弓矢がひとりでに強力に射抜く、アシタカ。
ワラワラは可愛くなったコダマ。
いちごジャムいっぱいの顔は、ポニョみたいに無邪気だけど、口が血まみれのサンかもしれない。
ドロドロになる母の姿はハウルもシシ神も。
離れのトイレに行くのは キキ。
キリコに抱きつく姿は「家族」と慕うマルクル。
たくさんの船は 紅の豚の飛行機の墓場。
扉で異世界につながる ハウルの扉。
星降る夜は ハウルの魔法の夜。
木の根を伝い壁を登る パズー。
火の中の母はナウシカのようだけど後半は明るいカルシファー。
大伯父がいたあづま屋はジーナの秘密の場所。
爪に火を灯すヒミは 湯婆の魔法
(でも、ナウシカでは水と風に敵対して描いた火を、今回は魅力的に描き、監督が火に対し謝り 火も含めた森羅万象の大切さを描き直したように思う。)
敵もいつの間にか妙な味方になっちゃうのが、千と千尋などジブリ作品の味。
今回は飛行機は無く、鳥がたくさん。主人公は飛ばない。これにはどんな意味があるのかな?

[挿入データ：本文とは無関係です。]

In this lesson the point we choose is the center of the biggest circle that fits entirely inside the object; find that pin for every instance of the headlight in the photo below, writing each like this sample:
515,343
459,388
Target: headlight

前半、新海誠監督の『星を追う子ども』の「それは、さよならを言うための旅」の雰囲気を感じた。隕石は『君の名は。』を思い出し…。
かつて新海監督が、宮崎監督への憧れと尊敬と超えたい想いを込めた作品『星を…』から12年後、宮崎監督が「あの時は手紙をありがとう、返事が遅れたけれど、君の作品も素敵だよ、君は君の道を行け」と返事を送ったように感じた。言葉でそんなことは言わないけど。エンドロールでスタッフにコミックスウェーブフィルムの名を見つけて、やっぱり!と感激。すずめも、ジブリオマージュ場面がたくさんあったから、宮崎監督なりのおちゃめな返事かな。
スタジオポノックの名もあり、ジブリを巣立った米林監督も協力したのね。マーニーを思い出す場面が多かったのは、宮崎監督からマロ監督への感謝の手紙かも。
スタジオ地図も協力。落ちて崩れた赤いバラは、竜とそばかす姫かな。地図作品は時かけが好きだけど他は私はあまり好きじゃなくてちゃんと見てない。細田守好きな人から見たら、オマージュ場面が色々見つかるのかもしれない。
スタジオカラーは庵野秀明。エヴァっぽいシーンは思い当たらないけど、父への複雑な感情、エディプスコンプレックス的なシンジとも共通点あるかな。
ジブリは後継者問題が話題になるけど、直接の後継者でなくとも、宮崎監督の想いは、新海誠や庵野秀明、近藤嘉宏や米林昌宏や百瀬義行のほか、細田守、ディズニーやピクサーなど世界中のアニメ監督を育ててきたんだなと実感して胸が熱くなった。
「世界を君に託したい。美しい世界を作るのだ」これまで宮崎監督にリスペクトオマージュを捧げてきた後輩達に、宮崎監督からの感謝や期待を込めた、茶目っ気ある返事の仕方がこの映画なのだなと思う。